CAPITAL: MEXICO CITY
MONETARY UNIT: PESO
REFINING CAPACITY: 1,525,000 B/CD
OIL PRODUCTION: 3.1 MILLION B/D
OIL RESERVES: 28.3 BILLION BBL
GAS RESERVES: 30.4 TCF

Mexico ended 2000 with a new president and new plans for gas exploration and development, deepwater drilling, petrochemical plants, and other economic initiatives.

The center-right National Action Party (PAN) swept to power with the July 2 election of Vicente Fox as president and control of both houses of Congress, directly or indirectly.

Fox took office Dec. 2 for a 6-year term and planned a businesslike approach to government.

Privatization of Pemex, the country's largest nongovernment employer and largest source of government revenue, was prohibited by the constitution. But Fox reportedly wanted Pemex to be operated less like a state monopoly and more like a competitive international oil company.

On PAN's agenda was to encourage foreign investments to expand the electricity, refining, and petrochemicals industries.

Observers said Fox would need much more detailed information than had been received in the past from Pemex and other operating entities. Fox appointed Eduardo Martens as energy minister and Raul Munoz to head Pemex.

As 2001 began the government and private industrial customers reached agreement on a plan under which buyers of Mexican gas, at their discretion, could select a flat price of $4/MMbtu for 3 years.
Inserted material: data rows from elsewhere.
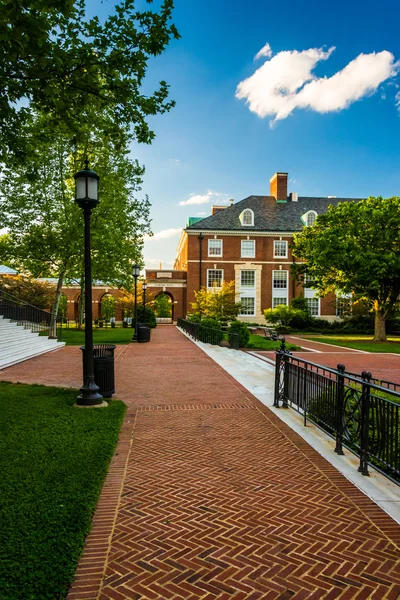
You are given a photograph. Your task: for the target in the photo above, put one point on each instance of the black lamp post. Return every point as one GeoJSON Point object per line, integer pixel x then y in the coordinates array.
{"type": "Point", "coordinates": [135, 273]}
{"type": "Point", "coordinates": [144, 288]}
{"type": "Point", "coordinates": [87, 198]}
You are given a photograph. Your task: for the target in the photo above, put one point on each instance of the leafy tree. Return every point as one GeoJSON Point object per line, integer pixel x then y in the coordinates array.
{"type": "Point", "coordinates": [217, 304]}
{"type": "Point", "coordinates": [78, 70]}
{"type": "Point", "coordinates": [107, 308]}
{"type": "Point", "coordinates": [38, 293]}
{"type": "Point", "coordinates": [45, 235]}
{"type": "Point", "coordinates": [126, 301]}
{"type": "Point", "coordinates": [162, 306]}
{"type": "Point", "coordinates": [282, 314]}
{"type": "Point", "coordinates": [355, 248]}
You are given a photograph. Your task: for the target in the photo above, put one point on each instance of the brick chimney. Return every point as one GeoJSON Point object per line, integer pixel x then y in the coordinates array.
{"type": "Point", "coordinates": [278, 187]}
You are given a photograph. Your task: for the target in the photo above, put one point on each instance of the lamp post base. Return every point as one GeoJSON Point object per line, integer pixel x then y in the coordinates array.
{"type": "Point", "coordinates": [89, 395]}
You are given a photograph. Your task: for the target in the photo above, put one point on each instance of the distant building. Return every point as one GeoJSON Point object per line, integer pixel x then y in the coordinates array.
{"type": "Point", "coordinates": [247, 242]}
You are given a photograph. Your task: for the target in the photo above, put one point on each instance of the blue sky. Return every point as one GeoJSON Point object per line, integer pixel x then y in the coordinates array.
{"type": "Point", "coordinates": [335, 136]}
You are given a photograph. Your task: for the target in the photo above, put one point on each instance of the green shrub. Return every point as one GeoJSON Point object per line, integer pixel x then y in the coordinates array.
{"type": "Point", "coordinates": [146, 315]}
{"type": "Point", "coordinates": [242, 330]}
{"type": "Point", "coordinates": [193, 317]}
{"type": "Point", "coordinates": [210, 322]}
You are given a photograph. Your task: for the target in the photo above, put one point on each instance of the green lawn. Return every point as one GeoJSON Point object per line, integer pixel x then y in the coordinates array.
{"type": "Point", "coordinates": [358, 342]}
{"type": "Point", "coordinates": [53, 461]}
{"type": "Point", "coordinates": [258, 342]}
{"type": "Point", "coordinates": [118, 335]}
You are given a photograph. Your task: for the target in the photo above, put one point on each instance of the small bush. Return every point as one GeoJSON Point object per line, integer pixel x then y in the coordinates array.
{"type": "Point", "coordinates": [146, 315]}
{"type": "Point", "coordinates": [242, 330]}
{"type": "Point", "coordinates": [193, 317]}
{"type": "Point", "coordinates": [209, 322]}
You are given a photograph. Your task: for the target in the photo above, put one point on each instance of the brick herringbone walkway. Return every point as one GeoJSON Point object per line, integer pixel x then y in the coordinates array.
{"type": "Point", "coordinates": [210, 496]}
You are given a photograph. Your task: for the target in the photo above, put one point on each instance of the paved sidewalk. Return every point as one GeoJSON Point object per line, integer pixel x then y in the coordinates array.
{"type": "Point", "coordinates": [382, 365]}
{"type": "Point", "coordinates": [210, 496]}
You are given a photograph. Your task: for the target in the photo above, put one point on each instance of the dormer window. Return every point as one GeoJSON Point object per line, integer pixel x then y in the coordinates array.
{"type": "Point", "coordinates": [310, 218]}
{"type": "Point", "coordinates": [247, 218]}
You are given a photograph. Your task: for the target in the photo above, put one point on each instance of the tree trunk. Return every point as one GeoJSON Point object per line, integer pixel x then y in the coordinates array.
{"type": "Point", "coordinates": [54, 310]}
{"type": "Point", "coordinates": [380, 326]}
{"type": "Point", "coordinates": [81, 306]}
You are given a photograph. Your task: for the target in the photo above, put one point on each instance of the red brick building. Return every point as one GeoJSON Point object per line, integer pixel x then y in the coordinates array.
{"type": "Point", "coordinates": [247, 242]}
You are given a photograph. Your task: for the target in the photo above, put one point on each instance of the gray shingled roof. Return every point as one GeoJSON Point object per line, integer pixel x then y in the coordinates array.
{"type": "Point", "coordinates": [269, 215]}
{"type": "Point", "coordinates": [4, 270]}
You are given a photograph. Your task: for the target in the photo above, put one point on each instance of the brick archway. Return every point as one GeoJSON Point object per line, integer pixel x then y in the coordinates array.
{"type": "Point", "coordinates": [170, 296]}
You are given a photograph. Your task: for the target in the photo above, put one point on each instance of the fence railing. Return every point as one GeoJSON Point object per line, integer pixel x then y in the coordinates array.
{"type": "Point", "coordinates": [208, 335]}
{"type": "Point", "coordinates": [358, 412]}
{"type": "Point", "coordinates": [29, 316]}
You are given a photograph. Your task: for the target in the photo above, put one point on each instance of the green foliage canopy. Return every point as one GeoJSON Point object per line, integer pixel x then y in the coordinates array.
{"type": "Point", "coordinates": [355, 248]}
{"type": "Point", "coordinates": [218, 304]}
{"type": "Point", "coordinates": [78, 69]}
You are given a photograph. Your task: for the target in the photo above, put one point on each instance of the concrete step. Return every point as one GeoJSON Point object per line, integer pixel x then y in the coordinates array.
{"type": "Point", "coordinates": [17, 358]}
{"type": "Point", "coordinates": [27, 346]}
{"type": "Point", "coordinates": [18, 344]}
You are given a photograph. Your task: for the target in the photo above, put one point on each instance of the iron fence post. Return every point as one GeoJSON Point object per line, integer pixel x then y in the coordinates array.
{"type": "Point", "coordinates": [339, 409]}
{"type": "Point", "coordinates": [305, 374]}
{"type": "Point", "coordinates": [364, 432]}
{"type": "Point", "coordinates": [277, 377]}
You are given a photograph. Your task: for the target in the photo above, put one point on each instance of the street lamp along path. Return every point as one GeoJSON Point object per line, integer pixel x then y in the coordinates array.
{"type": "Point", "coordinates": [87, 198]}
{"type": "Point", "coordinates": [135, 273]}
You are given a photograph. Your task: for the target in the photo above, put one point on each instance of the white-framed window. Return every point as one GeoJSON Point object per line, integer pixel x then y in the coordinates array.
{"type": "Point", "coordinates": [310, 218]}
{"type": "Point", "coordinates": [214, 247]}
{"type": "Point", "coordinates": [248, 306]}
{"type": "Point", "coordinates": [343, 305]}
{"type": "Point", "coordinates": [278, 302]}
{"type": "Point", "coordinates": [215, 278]}
{"type": "Point", "coordinates": [313, 306]}
{"type": "Point", "coordinates": [280, 279]}
{"type": "Point", "coordinates": [247, 217]}
{"type": "Point", "coordinates": [280, 249]}
{"type": "Point", "coordinates": [248, 249]}
{"type": "Point", "coordinates": [247, 278]}
{"type": "Point", "coordinates": [308, 280]}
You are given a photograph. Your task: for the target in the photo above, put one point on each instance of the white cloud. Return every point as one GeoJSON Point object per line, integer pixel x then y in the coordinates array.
{"type": "Point", "coordinates": [286, 82]}
{"type": "Point", "coordinates": [164, 234]}
{"type": "Point", "coordinates": [174, 162]}
{"type": "Point", "coordinates": [155, 262]}
{"type": "Point", "coordinates": [265, 51]}
{"type": "Point", "coordinates": [205, 198]}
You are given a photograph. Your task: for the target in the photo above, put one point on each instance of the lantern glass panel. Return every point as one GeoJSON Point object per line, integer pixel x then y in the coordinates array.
{"type": "Point", "coordinates": [92, 188]}
{"type": "Point", "coordinates": [80, 188]}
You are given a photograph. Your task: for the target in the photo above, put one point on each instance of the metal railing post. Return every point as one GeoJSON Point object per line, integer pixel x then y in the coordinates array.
{"type": "Point", "coordinates": [364, 432]}
{"type": "Point", "coordinates": [339, 409]}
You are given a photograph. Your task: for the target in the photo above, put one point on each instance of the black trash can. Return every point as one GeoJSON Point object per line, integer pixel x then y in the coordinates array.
{"type": "Point", "coordinates": [143, 333]}
{"type": "Point", "coordinates": [103, 362]}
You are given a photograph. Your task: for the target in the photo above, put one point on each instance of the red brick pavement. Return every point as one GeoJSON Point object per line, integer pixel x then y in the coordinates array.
{"type": "Point", "coordinates": [210, 496]}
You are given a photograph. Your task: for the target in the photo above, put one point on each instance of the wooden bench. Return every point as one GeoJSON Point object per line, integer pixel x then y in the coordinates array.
{"type": "Point", "coordinates": [269, 332]}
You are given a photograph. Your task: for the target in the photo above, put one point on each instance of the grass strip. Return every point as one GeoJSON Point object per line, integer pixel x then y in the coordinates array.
{"type": "Point", "coordinates": [53, 459]}
{"type": "Point", "coordinates": [358, 342]}
{"type": "Point", "coordinates": [116, 335]}
{"type": "Point", "coordinates": [258, 342]}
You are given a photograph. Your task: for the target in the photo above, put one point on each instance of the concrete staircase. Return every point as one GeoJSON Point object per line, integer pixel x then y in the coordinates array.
{"type": "Point", "coordinates": [18, 344]}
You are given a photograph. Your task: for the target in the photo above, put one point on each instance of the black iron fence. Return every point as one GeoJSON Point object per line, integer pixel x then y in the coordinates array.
{"type": "Point", "coordinates": [360, 412]}
{"type": "Point", "coordinates": [29, 316]}
{"type": "Point", "coordinates": [208, 335]}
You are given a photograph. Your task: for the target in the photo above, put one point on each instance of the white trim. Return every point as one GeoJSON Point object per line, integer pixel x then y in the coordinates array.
{"type": "Point", "coordinates": [280, 241]}
{"type": "Point", "coordinates": [241, 248]}
{"type": "Point", "coordinates": [241, 217]}
{"type": "Point", "coordinates": [222, 279]}
{"type": "Point", "coordinates": [215, 239]}
{"type": "Point", "coordinates": [242, 232]}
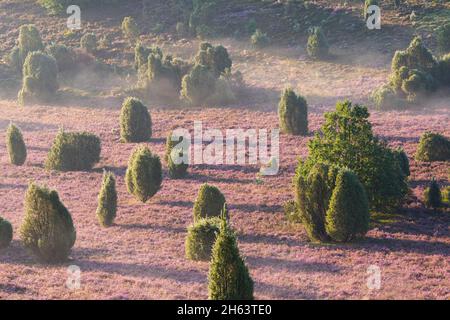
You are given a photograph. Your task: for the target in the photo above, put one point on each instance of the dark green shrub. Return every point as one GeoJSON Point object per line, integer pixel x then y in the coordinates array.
{"type": "Point", "coordinates": [216, 59]}
{"type": "Point", "coordinates": [367, 4]}
{"type": "Point", "coordinates": [63, 55]}
{"type": "Point", "coordinates": [198, 85]}
{"type": "Point", "coordinates": [433, 196]}
{"type": "Point", "coordinates": [175, 150]}
{"type": "Point", "coordinates": [433, 147]}
{"type": "Point", "coordinates": [29, 41]}
{"type": "Point", "coordinates": [293, 113]}
{"type": "Point", "coordinates": [107, 200]}
{"type": "Point", "coordinates": [15, 145]}
{"type": "Point", "coordinates": [346, 140]}
{"type": "Point", "coordinates": [47, 229]}
{"type": "Point", "coordinates": [201, 237]}
{"type": "Point", "coordinates": [144, 174]}
{"type": "Point", "coordinates": [135, 121]}
{"type": "Point", "coordinates": [130, 29]}
{"type": "Point", "coordinates": [347, 217]}
{"type": "Point", "coordinates": [39, 79]}
{"type": "Point", "coordinates": [6, 233]}
{"type": "Point", "coordinates": [403, 160]}
{"type": "Point", "coordinates": [259, 39]}
{"type": "Point", "coordinates": [209, 203]}
{"type": "Point", "coordinates": [443, 38]}
{"type": "Point", "coordinates": [313, 188]}
{"type": "Point", "coordinates": [88, 42]}
{"type": "Point", "coordinates": [229, 278]}
{"type": "Point", "coordinates": [317, 46]}
{"type": "Point", "coordinates": [73, 151]}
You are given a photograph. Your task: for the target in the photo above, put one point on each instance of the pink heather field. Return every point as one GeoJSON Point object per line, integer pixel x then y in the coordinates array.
{"type": "Point", "coordinates": [142, 255]}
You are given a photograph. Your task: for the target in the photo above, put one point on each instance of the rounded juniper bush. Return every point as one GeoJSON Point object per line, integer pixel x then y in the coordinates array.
{"type": "Point", "coordinates": [144, 174]}
{"type": "Point", "coordinates": [433, 147]}
{"type": "Point", "coordinates": [15, 145]}
{"type": "Point", "coordinates": [317, 46]}
{"type": "Point", "coordinates": [175, 153]}
{"type": "Point", "coordinates": [107, 200]}
{"type": "Point", "coordinates": [47, 228]}
{"type": "Point", "coordinates": [6, 233]}
{"type": "Point", "coordinates": [135, 121]}
{"type": "Point", "coordinates": [40, 81]}
{"type": "Point", "coordinates": [348, 216]}
{"type": "Point", "coordinates": [209, 202]}
{"type": "Point", "coordinates": [433, 196]}
{"type": "Point", "coordinates": [228, 278]}
{"type": "Point", "coordinates": [73, 151]}
{"type": "Point", "coordinates": [201, 237]}
{"type": "Point", "coordinates": [293, 113]}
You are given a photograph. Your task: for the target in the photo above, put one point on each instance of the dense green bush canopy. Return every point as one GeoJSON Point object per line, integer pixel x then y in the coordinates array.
{"type": "Point", "coordinates": [47, 228]}
{"type": "Point", "coordinates": [346, 140]}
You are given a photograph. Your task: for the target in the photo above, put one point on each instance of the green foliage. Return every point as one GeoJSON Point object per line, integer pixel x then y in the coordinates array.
{"type": "Point", "coordinates": [15, 145]}
{"type": "Point", "coordinates": [175, 150]}
{"type": "Point", "coordinates": [259, 39]}
{"type": "Point", "coordinates": [6, 233]}
{"type": "Point", "coordinates": [443, 38]}
{"type": "Point", "coordinates": [403, 161]}
{"type": "Point", "coordinates": [64, 56]}
{"type": "Point", "coordinates": [198, 85]}
{"type": "Point", "coordinates": [107, 200]}
{"type": "Point", "coordinates": [209, 203]}
{"type": "Point", "coordinates": [130, 29]}
{"type": "Point", "coordinates": [201, 237]}
{"type": "Point", "coordinates": [39, 79]}
{"type": "Point", "coordinates": [433, 196]}
{"type": "Point", "coordinates": [346, 140]}
{"type": "Point", "coordinates": [313, 189]}
{"type": "Point", "coordinates": [215, 58]}
{"type": "Point", "coordinates": [228, 277]}
{"type": "Point", "coordinates": [88, 42]}
{"type": "Point", "coordinates": [47, 229]}
{"type": "Point", "coordinates": [135, 121]}
{"type": "Point", "coordinates": [347, 217]}
{"type": "Point", "coordinates": [29, 41]}
{"type": "Point", "coordinates": [433, 147]}
{"type": "Point", "coordinates": [317, 46]}
{"type": "Point", "coordinates": [367, 4]}
{"type": "Point", "coordinates": [73, 151]}
{"type": "Point", "coordinates": [144, 174]}
{"type": "Point", "coordinates": [293, 113]}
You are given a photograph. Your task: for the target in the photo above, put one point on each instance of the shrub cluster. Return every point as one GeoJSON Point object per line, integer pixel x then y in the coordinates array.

The customer could select the fixed price or continue buying spot gas—either from Pemex or by importing it from the US via open-access pipelines.

Upstream developments

With oil and gas prices high in 2000, Mexico publicized grand plans for upstream activity.

This came scarcely a year after Mexico in April 1999 declared that it was reducing its proved oil reserves to 24.7 billion bbl from 45 billion bbl, effective Jan. 1, 1999, and its proved gas reserves to 45 tcf.

Pemex in late 2000 launched a vast Strategic Gas Program (PEG in its Spanish acronym) that consisted of 20 specific projects selected from Pemex's existing investment portfolio.

Meeting gas demand was at the center of many of the projects. Pemex said Mexico's gas demand would grow as much as 9%/year through 2010 after growing 4.4%/year in 1995-99.

Pemex estimated proved, probable, and possible gas volumes at 81 tcf, 79% of it associated. It said yearend 2000 production was 3.466 bcfd of associated gas and 1.357 bcfd of nonassociated gas.

To meet rising gas demand without creating an oil oversupply and without boosting oil exports, officials moved to develop nonassociated gas resources.

Pemex had approved rehabilitation of fields and exploration in the Macuspana basin, where it hoped to boost production to 600 MMcfd from 100 MMcfd.

PEG also called for elimination of gas venting from Bay of Campeche fields.

Burgos basin output of 1.2 bcfd was to rise to 1.4 bcfd by 2004, Pemex said.

Late in the year Fox said he would favor opening Burgos to private exploration and production investment in nonassociated gas, and a Pemex official said this might be done through service contracts.

Cantarell, Mexico's largest oil producing complex, was expected to produce 1.47 million b/d of heavy crude and 555 MMcfd of associated gas during the year. This was to rise by 2002 to 2.22 million b/d and 875 MMcfd.

Pemex said it planned to drill five deepwater exploratory wells in the Gulf of Mexico during 7-10 years. The company said it had completed only 20 wells in 100 m of water or more.

Mexico and the US reached an agreement in mid-2000 that gave Mexico 62% and the US 38% of the "western gap," a 17,190 sq km part of the deepwater gulf that fell beyond the agreed maritime boundary.